Ryan Burns' cover story, "Occupy Broadband" (Aug. 9), somehow omits any mention of a huge downside of wireless broadband -- adverse health effects from the radio-frequency microwave radiation (RF/MR) emissions. Just last year the World Health Organization classified RF/MR as a Class 2B carcinogen, in the same category as lead and DDT. This year the American Academy of Environmental Medicine released a document calling for precaution with regard to Smart Meters and RF/MR in general, "because of the well documented studies showing adverse effects on health." These published scientific studies were analyzed in the BioInitiative Report (2007), a 650-page document by prestigious scientists and public health experts citing more than 2,000 studies documenting health effects of electromagnetic fields from all sources. This is the real news story.
As the Board of Supervisors gets ready to vote on county telecommunications policies, it is critical that journalists provide the public with complete information. I have attended many public meetings with Connie Stewart and Sean McLaughlin in which they pushed heavily for wireless broadband in our communities, but they are not the only people involved here and they do not speak for many of us. Here's hoping for some balanced journalism.
Beverly Filip, Eureka
[Editor's note: The World Health Organization restricted its findings to personal use of wireless cell phones -- it found evidence lacking for other situations, including exposures from living near transmission signals for radio, television or wireless communication. It concluded that "limited" evidence suggests radiofrequency electromagnetic fields from personal cell phones are a possible carcinogen, linked to two types of brain tumor, glioma and acoustic neuroma. It defines "limited" evidence as enough to make a cause-and-effect relationship credible, but not so much that chance or bias could be reasonably ruled out. A link to a summary of its findings is on our website, along with a link to some background on the controversial American Academy of Environmental Medicine.]
The article "Occupy Broadband," which covered the need for increased access to rural areas of Humboldt County through the expansion of fiber optics cable, was interesting but failed to mention a few things locally significant and directly related to the topic.
The Humboldt County Board of Supervisors are close to finishing up with the telecommunications section of their General Plan, detailing the county's interest in facilitating cellular and broadband accessibility throughout the county. The element also details provisions for protecting the public interest in property by providing guidelines for responsible placement of cell towers, which will be implemented through an ordinance further down the road.

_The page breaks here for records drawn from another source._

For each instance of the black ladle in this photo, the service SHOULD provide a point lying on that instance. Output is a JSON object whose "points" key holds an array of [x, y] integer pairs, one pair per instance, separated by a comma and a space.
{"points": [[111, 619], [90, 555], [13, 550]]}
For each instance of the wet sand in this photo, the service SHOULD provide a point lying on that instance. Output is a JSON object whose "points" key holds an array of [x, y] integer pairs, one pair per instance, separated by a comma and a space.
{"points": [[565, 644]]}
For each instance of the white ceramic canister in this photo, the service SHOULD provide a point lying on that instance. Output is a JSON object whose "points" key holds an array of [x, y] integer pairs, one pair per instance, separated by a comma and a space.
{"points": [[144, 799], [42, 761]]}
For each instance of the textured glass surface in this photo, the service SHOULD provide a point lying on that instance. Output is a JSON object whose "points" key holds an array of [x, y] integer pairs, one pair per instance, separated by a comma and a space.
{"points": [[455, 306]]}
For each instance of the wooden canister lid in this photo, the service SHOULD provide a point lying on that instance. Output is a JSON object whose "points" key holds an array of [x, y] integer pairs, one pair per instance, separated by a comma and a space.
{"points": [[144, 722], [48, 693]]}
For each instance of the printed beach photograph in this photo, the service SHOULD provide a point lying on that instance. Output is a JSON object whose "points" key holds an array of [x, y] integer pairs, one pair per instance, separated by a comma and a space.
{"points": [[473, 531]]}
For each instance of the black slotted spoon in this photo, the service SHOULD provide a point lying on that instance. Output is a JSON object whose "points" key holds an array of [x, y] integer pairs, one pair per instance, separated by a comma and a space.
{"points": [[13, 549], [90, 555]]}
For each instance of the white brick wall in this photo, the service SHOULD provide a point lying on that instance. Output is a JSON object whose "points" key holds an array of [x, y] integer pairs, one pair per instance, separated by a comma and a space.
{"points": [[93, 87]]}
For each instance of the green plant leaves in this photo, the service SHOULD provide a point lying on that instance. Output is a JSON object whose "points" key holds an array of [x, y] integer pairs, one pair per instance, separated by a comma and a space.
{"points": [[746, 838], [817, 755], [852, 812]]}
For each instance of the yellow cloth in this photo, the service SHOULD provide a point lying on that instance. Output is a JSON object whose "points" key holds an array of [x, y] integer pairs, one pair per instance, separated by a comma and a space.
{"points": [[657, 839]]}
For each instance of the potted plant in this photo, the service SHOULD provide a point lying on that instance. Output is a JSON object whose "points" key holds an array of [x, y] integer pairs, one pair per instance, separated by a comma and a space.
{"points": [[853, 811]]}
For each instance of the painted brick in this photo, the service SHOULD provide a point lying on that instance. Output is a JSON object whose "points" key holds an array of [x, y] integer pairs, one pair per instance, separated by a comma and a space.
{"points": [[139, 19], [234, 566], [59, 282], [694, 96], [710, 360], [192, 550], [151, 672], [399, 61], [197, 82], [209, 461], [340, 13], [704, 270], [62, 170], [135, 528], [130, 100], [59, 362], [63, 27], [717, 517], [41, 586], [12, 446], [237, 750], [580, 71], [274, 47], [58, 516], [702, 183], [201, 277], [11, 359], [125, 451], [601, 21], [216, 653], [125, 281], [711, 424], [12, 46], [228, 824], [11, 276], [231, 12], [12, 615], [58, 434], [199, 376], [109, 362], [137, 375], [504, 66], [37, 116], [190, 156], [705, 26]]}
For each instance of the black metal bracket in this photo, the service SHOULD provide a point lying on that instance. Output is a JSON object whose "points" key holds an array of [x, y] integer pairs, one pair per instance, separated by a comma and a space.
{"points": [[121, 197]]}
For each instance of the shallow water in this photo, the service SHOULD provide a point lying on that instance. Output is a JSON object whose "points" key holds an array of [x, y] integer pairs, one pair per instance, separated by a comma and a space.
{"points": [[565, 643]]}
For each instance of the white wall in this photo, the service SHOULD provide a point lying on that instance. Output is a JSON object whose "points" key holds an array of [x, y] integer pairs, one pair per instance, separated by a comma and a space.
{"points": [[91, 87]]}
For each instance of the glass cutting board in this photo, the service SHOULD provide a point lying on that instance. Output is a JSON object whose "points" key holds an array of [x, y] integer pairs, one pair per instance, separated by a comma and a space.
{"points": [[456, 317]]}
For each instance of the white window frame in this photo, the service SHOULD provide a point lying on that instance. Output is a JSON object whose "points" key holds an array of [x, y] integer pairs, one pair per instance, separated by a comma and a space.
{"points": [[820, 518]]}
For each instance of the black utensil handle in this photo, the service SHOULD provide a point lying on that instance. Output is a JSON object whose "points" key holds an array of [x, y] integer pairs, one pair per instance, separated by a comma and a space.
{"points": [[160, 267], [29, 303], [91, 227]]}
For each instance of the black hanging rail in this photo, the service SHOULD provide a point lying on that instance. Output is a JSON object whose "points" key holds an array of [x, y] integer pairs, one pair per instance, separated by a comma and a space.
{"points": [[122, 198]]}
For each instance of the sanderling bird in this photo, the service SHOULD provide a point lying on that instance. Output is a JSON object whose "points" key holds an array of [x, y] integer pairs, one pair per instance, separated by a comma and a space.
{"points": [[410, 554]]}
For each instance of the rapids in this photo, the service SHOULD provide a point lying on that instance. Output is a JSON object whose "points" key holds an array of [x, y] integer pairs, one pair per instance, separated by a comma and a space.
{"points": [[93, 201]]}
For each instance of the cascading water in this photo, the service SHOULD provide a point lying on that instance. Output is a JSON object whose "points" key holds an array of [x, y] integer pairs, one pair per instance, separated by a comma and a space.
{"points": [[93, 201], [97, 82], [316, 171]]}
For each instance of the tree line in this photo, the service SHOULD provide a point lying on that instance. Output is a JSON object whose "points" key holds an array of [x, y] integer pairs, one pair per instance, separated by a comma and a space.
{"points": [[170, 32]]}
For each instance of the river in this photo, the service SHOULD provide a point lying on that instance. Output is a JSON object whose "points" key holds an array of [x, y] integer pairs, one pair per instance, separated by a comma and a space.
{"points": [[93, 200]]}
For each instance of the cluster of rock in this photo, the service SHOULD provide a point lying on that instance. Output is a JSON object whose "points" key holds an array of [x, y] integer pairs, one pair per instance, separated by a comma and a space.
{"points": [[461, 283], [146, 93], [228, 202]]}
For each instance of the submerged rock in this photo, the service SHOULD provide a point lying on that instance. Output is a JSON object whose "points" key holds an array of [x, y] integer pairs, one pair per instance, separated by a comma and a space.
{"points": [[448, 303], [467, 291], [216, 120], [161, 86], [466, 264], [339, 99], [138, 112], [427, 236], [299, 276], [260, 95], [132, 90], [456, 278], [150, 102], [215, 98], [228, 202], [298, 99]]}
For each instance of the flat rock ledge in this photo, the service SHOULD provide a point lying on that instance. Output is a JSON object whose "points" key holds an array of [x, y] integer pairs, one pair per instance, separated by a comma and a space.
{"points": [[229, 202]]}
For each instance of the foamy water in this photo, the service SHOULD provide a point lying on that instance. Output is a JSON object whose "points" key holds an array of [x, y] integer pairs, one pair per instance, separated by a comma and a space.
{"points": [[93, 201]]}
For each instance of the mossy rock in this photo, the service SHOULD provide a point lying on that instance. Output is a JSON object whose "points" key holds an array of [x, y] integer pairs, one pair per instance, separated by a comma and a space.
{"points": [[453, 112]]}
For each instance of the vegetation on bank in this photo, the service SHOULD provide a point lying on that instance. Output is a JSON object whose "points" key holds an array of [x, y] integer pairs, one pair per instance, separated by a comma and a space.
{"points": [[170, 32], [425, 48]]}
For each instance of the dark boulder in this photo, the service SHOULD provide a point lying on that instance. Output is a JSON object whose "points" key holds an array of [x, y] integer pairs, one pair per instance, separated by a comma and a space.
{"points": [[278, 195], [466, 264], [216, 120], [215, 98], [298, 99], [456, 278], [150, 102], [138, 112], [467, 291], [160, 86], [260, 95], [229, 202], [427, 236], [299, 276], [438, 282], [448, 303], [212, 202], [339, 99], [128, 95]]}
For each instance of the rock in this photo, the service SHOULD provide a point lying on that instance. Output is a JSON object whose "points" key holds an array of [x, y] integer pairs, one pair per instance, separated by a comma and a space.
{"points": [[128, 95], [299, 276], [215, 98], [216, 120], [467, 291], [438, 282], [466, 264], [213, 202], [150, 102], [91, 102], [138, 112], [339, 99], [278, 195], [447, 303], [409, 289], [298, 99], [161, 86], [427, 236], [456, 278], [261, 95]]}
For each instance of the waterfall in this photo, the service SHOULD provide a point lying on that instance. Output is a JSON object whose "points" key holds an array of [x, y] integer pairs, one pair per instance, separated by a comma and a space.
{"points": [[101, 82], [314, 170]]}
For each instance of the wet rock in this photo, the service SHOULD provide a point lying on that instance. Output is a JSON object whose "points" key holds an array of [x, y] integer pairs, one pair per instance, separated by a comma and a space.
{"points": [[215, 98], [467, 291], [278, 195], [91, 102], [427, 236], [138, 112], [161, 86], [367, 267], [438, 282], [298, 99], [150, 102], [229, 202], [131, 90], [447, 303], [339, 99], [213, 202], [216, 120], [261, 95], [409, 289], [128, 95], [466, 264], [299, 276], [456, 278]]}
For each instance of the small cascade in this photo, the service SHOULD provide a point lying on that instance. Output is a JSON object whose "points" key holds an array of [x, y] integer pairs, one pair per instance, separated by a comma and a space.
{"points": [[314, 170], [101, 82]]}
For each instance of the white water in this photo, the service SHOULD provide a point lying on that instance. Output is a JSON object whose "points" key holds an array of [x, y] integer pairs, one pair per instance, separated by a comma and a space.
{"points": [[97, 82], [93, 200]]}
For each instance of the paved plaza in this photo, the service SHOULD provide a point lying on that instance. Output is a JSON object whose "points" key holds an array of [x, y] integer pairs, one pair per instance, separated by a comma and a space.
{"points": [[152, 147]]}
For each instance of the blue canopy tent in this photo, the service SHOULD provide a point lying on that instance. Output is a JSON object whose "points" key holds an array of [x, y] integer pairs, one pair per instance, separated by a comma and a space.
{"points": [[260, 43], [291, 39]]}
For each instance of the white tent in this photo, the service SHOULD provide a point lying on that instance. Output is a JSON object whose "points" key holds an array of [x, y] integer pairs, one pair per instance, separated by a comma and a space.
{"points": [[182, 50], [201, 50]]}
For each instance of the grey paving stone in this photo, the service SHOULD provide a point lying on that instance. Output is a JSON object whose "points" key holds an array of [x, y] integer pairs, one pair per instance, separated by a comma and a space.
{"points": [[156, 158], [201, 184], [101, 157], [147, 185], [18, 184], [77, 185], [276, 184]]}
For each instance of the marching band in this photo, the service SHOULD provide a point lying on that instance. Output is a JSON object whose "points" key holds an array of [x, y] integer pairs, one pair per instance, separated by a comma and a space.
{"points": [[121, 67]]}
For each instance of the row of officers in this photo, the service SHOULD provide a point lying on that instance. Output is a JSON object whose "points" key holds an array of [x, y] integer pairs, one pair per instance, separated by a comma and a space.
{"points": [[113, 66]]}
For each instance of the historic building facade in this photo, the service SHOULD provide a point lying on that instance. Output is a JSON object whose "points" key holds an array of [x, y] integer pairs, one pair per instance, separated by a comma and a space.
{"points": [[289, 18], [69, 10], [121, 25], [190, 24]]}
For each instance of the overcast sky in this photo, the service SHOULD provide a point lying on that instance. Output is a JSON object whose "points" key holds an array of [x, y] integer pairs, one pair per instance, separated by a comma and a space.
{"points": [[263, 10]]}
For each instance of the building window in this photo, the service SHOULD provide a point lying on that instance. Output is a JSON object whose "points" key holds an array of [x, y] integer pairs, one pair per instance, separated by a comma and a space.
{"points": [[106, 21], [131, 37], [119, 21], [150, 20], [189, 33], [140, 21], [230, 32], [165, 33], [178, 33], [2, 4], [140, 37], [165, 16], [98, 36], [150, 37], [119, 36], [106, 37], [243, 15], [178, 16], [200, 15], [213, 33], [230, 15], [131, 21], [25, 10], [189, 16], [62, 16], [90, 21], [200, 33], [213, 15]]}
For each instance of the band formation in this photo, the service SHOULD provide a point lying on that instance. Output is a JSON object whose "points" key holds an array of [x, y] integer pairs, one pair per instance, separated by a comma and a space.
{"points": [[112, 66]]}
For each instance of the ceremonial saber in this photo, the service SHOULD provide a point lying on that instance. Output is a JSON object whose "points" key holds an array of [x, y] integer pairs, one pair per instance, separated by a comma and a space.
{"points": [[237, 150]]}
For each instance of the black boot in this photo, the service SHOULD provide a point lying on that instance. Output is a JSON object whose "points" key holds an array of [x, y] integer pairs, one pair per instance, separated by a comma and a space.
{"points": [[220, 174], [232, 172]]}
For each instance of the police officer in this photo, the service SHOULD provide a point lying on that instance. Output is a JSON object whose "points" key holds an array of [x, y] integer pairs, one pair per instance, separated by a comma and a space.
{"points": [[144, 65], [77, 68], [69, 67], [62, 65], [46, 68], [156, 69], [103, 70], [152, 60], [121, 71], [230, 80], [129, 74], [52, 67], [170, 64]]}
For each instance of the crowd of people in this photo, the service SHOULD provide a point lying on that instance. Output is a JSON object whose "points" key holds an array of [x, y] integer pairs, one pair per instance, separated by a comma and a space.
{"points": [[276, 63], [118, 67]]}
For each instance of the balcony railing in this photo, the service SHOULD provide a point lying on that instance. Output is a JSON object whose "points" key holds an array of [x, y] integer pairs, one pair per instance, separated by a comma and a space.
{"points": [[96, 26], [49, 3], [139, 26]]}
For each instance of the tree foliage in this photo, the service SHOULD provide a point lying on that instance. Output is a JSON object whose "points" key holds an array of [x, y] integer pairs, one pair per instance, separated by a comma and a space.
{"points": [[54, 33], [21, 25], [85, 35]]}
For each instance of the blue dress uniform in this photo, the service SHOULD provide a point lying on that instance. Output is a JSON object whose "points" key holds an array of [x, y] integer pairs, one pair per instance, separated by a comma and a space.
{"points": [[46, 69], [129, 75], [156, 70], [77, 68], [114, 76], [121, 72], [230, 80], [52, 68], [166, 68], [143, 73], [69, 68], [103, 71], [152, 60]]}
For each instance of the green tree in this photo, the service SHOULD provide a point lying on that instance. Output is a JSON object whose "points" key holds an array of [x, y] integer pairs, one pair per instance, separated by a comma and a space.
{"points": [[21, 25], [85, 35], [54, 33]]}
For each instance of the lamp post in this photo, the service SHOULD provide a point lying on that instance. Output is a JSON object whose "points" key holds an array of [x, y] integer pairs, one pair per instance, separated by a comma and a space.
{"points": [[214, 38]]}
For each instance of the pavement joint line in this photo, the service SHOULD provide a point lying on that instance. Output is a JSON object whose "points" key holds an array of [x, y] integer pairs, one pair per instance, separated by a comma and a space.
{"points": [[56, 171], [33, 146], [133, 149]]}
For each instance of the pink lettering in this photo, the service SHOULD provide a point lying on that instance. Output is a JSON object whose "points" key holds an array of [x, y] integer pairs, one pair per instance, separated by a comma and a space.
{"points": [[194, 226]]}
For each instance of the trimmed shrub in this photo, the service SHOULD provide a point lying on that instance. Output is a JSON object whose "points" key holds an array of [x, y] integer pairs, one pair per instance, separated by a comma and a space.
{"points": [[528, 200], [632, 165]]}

Of equal interest, Arcata councilmembers recently sent forward a proposal to place a Verizon cellular tower atop the Arcata Ballpark light closest to the Arcata Library. This is in direct conflict with the city's land use code, which specifically states that telecommunications facilities be placed at least 1,000 feet from residences and 1,500 feet from schools, hospitals and historic districts. A large amount of controversy has developed over this proposal. The council has decided to revisit the issue at a Monday morning meeting on Aug. 27 at 9 a.m. at the council chambers at City Hall.